500,000 junk messages in a week paralysed Tutanota

Secure email service Tutanota has built defences against newsletter bombs after becoming a victim itself.

The measures are designed to protect users' inboxes against denial-of-service attacks, which involve signing up targeted email addresses to hundreds or perhaps even thousands of newsletters, essentially rendering those inboxes useless.

The public email addresses of journalists, companies and government departments have all been victims of the tactic, which has been a known attack method for some time. Previous targets have included security blogger Brian Krebs, who was hit at the same time hackers targeted US government email addresses in August 2016. Now Tutanota has also been "bombed".

"[The attack] is very easy to execute because most newsletter sign-up forms have no protection against malicious bot sign-ups," according to Tutanota. "The attack seems to be based on a webcrawler that searches for webforms with input[type=email] fields. It automatically inserts the victim's email address and fills the other fields with random data. As a result, the email address gets flooded."

A bomb dropped on Tutanota's main contact email address two weeks ago left staff completely unable to use its inbox. Matthias Pfau, co-founder and developer of Tutanota, explained: "Dozens of emails were arriving in our inbox every minute, and searching for legitimate emails among this vast number of sign-up emails became quickly impossible. These were definitely two very stressful weeks for us."

Tutanota's blacklists and spam filtering were unable to drain out the unwanted newsletter emails, of which they received about 500,000 within a week.
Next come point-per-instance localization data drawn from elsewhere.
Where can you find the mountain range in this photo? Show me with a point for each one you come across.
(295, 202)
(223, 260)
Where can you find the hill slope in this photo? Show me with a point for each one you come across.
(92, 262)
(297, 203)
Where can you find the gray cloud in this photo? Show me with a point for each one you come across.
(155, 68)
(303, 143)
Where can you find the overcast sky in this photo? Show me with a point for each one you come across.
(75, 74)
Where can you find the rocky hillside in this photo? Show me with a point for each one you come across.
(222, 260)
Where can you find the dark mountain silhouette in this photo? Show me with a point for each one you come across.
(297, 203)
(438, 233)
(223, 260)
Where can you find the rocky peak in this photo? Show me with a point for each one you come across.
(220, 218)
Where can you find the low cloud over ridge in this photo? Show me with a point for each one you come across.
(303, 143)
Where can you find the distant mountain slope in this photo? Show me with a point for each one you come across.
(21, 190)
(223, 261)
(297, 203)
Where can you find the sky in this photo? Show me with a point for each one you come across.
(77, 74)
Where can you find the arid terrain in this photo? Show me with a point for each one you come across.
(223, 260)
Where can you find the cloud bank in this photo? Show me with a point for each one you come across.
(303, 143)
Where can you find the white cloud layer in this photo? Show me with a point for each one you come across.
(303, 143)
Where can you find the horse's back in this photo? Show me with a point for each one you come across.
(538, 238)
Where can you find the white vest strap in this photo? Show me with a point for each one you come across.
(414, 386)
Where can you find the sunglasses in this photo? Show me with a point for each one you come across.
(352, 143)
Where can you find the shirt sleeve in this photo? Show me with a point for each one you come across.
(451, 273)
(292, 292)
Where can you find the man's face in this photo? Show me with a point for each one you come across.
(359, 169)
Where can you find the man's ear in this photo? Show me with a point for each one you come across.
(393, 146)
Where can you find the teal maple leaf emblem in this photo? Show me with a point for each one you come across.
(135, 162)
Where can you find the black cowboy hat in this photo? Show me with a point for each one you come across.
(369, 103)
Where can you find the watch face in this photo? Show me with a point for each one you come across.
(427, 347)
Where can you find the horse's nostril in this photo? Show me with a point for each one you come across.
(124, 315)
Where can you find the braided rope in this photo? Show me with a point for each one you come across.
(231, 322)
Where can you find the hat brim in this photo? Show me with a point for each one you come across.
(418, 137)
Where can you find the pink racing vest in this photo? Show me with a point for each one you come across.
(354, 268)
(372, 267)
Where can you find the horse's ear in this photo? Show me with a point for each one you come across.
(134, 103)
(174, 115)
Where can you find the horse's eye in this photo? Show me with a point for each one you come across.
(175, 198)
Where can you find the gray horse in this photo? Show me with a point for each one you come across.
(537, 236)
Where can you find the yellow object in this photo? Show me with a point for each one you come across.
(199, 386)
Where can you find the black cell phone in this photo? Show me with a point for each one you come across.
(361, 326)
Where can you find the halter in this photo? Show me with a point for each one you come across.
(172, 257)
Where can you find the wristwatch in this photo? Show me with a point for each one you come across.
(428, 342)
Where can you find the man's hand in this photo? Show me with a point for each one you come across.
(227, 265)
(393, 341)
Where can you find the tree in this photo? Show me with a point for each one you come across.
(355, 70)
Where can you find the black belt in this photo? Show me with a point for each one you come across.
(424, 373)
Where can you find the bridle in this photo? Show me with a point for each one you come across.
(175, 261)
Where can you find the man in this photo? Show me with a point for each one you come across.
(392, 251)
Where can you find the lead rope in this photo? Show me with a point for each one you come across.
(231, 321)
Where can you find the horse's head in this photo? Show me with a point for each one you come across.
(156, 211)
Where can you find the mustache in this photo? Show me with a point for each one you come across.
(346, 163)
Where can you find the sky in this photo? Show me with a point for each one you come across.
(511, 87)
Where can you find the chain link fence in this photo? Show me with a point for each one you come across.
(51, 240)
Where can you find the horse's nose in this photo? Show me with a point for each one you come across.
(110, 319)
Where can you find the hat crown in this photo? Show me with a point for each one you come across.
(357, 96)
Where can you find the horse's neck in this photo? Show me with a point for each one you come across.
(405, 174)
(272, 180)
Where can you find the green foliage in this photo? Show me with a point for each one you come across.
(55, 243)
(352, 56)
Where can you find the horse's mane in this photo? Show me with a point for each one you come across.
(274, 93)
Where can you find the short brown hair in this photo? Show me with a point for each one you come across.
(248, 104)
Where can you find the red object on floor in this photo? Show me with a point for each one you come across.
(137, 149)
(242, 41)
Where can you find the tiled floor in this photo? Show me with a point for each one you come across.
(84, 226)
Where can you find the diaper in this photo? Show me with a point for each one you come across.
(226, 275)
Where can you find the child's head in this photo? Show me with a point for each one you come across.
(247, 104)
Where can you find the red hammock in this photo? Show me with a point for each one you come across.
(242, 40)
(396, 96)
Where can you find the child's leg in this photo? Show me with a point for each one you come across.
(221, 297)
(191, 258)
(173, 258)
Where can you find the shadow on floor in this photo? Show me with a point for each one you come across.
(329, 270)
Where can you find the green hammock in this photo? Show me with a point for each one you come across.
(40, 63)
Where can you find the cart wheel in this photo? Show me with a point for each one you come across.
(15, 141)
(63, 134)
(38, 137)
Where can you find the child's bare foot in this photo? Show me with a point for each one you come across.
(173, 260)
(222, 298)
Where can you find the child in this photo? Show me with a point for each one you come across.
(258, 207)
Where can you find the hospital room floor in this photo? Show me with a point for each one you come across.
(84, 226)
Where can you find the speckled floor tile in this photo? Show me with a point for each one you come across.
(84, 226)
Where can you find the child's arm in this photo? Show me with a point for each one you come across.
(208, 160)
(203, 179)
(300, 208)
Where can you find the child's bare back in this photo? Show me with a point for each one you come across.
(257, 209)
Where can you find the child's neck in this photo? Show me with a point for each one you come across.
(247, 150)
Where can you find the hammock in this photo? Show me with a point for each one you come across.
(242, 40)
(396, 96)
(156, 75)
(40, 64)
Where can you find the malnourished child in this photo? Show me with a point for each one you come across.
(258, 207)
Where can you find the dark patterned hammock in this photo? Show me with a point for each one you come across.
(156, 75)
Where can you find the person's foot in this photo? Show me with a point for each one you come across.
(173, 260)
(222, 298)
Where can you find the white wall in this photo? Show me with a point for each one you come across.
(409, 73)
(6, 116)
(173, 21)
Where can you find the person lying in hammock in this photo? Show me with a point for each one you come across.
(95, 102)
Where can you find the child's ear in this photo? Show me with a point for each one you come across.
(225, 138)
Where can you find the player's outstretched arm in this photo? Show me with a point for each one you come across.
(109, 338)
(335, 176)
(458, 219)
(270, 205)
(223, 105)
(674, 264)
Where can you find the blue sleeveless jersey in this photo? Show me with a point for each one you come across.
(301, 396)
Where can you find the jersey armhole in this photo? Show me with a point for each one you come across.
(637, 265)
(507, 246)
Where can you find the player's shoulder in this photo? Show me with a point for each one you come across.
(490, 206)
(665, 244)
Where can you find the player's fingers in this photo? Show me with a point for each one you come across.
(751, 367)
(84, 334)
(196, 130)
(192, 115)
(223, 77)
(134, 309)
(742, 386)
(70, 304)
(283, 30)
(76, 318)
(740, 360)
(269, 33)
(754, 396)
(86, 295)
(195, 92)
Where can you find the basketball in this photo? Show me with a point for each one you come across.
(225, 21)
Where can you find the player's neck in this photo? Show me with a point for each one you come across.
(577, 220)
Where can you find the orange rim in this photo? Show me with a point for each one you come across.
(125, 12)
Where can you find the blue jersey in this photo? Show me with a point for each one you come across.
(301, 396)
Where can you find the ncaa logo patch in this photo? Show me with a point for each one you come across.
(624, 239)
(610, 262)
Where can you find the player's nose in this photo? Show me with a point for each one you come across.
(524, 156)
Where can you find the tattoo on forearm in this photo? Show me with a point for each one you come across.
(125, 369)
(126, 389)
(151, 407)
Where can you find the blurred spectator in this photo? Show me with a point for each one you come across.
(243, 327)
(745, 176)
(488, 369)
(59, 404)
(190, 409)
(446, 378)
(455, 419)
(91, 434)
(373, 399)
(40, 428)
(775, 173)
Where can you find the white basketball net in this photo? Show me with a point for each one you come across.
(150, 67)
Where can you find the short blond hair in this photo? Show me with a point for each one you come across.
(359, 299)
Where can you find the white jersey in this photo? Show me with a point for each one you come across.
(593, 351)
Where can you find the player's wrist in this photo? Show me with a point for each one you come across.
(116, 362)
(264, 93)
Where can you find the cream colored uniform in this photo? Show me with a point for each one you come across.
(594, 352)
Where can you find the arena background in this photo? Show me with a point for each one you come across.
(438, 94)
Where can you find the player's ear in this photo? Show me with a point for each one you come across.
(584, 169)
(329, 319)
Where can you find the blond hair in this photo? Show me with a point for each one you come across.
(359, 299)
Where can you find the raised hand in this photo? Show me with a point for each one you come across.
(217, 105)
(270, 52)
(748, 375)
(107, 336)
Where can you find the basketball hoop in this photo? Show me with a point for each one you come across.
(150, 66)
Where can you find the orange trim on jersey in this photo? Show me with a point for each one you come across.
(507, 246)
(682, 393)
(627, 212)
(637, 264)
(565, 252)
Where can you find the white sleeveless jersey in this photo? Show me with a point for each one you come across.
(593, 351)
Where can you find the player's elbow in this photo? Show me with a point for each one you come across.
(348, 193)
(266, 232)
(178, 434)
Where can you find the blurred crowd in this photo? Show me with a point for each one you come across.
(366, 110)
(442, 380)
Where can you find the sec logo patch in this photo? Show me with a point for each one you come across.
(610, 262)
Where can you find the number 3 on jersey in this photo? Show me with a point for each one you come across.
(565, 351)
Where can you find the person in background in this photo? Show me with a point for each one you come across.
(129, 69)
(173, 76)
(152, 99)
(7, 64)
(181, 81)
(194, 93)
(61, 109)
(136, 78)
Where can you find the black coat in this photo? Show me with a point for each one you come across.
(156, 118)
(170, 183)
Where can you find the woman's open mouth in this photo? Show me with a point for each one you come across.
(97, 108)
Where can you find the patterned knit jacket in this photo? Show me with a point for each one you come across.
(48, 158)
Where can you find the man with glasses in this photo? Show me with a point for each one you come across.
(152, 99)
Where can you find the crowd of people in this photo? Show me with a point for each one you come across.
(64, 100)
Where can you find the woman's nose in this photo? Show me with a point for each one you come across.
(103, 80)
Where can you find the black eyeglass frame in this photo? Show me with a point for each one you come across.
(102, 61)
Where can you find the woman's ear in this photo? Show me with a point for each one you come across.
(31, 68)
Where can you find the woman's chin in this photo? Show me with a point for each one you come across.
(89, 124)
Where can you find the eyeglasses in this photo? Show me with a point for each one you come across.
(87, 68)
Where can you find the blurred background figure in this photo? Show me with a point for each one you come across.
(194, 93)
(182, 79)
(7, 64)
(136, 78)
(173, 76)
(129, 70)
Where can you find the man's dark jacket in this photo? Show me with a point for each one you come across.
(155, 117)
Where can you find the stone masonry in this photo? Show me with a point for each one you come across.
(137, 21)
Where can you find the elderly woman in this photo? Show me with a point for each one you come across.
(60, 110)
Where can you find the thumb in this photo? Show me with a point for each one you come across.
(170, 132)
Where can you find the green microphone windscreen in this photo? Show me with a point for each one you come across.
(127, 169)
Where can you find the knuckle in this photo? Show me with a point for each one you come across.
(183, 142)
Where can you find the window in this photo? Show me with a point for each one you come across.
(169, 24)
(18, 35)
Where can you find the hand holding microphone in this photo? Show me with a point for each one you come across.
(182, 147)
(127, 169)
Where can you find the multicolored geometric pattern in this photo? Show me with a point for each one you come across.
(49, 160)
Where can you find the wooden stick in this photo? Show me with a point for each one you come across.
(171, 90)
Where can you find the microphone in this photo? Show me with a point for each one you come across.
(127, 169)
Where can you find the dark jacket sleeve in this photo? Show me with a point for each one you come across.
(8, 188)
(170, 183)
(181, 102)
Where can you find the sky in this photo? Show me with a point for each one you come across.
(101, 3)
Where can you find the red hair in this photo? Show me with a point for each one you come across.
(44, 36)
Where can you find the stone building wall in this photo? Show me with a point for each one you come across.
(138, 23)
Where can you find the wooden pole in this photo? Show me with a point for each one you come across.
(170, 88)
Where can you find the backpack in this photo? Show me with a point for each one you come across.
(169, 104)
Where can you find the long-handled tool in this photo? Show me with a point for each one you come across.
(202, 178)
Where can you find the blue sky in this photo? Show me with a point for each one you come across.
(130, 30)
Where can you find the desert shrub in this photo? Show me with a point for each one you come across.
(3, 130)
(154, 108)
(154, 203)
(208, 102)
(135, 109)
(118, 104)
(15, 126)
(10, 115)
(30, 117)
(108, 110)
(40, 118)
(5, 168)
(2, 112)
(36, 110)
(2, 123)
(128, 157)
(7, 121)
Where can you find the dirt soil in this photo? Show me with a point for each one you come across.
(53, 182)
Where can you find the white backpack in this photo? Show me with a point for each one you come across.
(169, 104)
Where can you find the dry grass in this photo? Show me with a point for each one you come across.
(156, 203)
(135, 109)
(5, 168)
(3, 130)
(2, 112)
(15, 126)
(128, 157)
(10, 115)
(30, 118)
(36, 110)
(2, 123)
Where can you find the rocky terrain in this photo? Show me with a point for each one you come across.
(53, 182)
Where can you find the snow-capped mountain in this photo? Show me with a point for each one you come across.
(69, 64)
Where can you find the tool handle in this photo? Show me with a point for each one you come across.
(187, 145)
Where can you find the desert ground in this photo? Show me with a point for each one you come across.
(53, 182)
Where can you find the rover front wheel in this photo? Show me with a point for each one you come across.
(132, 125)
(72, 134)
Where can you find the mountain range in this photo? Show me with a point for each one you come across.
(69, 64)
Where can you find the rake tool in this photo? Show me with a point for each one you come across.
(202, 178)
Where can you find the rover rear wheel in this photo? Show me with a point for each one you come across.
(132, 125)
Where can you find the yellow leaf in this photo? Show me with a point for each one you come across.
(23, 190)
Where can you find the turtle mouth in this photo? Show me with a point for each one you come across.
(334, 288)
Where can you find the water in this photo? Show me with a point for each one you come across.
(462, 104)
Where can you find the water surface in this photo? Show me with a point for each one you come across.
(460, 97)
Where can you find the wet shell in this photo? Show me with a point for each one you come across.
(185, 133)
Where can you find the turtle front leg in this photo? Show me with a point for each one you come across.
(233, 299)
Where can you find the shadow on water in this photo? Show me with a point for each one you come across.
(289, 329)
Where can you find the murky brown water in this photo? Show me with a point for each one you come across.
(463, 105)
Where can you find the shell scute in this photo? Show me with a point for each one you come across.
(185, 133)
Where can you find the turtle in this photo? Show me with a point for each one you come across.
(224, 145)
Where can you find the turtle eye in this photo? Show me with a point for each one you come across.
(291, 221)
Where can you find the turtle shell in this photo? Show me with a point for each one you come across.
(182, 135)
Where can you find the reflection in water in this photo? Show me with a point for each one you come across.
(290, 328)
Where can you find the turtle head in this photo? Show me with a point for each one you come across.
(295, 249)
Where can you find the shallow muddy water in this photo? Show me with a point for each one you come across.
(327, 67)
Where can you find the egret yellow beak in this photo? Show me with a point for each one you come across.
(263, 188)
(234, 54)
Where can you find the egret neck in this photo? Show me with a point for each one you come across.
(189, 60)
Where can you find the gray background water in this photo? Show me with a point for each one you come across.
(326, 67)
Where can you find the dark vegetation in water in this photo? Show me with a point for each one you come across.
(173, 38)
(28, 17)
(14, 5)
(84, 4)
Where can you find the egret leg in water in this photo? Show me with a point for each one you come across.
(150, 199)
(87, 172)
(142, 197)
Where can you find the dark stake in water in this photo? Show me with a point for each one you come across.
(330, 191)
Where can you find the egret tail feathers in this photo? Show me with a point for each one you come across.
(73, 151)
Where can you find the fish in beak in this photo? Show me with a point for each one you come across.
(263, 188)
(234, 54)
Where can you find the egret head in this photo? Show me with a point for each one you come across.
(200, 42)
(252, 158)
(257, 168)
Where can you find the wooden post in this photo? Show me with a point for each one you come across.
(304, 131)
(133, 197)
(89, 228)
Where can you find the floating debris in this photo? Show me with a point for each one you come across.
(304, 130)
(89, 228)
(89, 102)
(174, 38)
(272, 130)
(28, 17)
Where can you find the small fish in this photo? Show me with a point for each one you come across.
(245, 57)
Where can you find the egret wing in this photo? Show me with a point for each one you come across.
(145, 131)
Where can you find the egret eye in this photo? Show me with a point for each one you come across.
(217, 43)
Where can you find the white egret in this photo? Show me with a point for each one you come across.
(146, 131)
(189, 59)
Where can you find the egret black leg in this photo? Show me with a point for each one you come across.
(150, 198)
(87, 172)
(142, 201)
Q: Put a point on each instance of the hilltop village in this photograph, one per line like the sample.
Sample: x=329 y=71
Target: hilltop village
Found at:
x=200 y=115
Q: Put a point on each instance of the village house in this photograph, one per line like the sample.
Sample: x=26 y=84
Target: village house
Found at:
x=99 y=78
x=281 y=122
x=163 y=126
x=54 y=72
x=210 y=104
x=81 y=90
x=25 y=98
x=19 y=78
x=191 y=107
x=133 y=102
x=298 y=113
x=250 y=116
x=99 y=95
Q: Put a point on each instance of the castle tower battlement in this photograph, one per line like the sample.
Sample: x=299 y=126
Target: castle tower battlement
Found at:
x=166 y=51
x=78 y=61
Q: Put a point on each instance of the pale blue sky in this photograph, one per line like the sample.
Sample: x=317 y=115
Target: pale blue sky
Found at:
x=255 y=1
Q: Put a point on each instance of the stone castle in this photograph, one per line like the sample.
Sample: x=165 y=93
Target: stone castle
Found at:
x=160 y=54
In response, they developed a semi-automated whitelisting approach designed to send newsletter sign-up mails to the spam folder, as explained in a blog post by Tutanota here.

A newsletter attack is akin to a DDoS attack against a mailbox. The easiest solution for private users would probably be to sign up for a new email address and inform important contacts about this move. However, public services, businesses and journalists don't have that option – their addresses must be public so they can be contacted.

"After having 'survived' this attack, we ask all newsletter companies to properly protect their sign-up forms against malicious bot sign-ups," said Pfau. "But judging from the vast amount of newsletters we have received in the past two weeks from all kind of websites around the world – approximately 500,000 – we are pretty sure that this is never going to happen.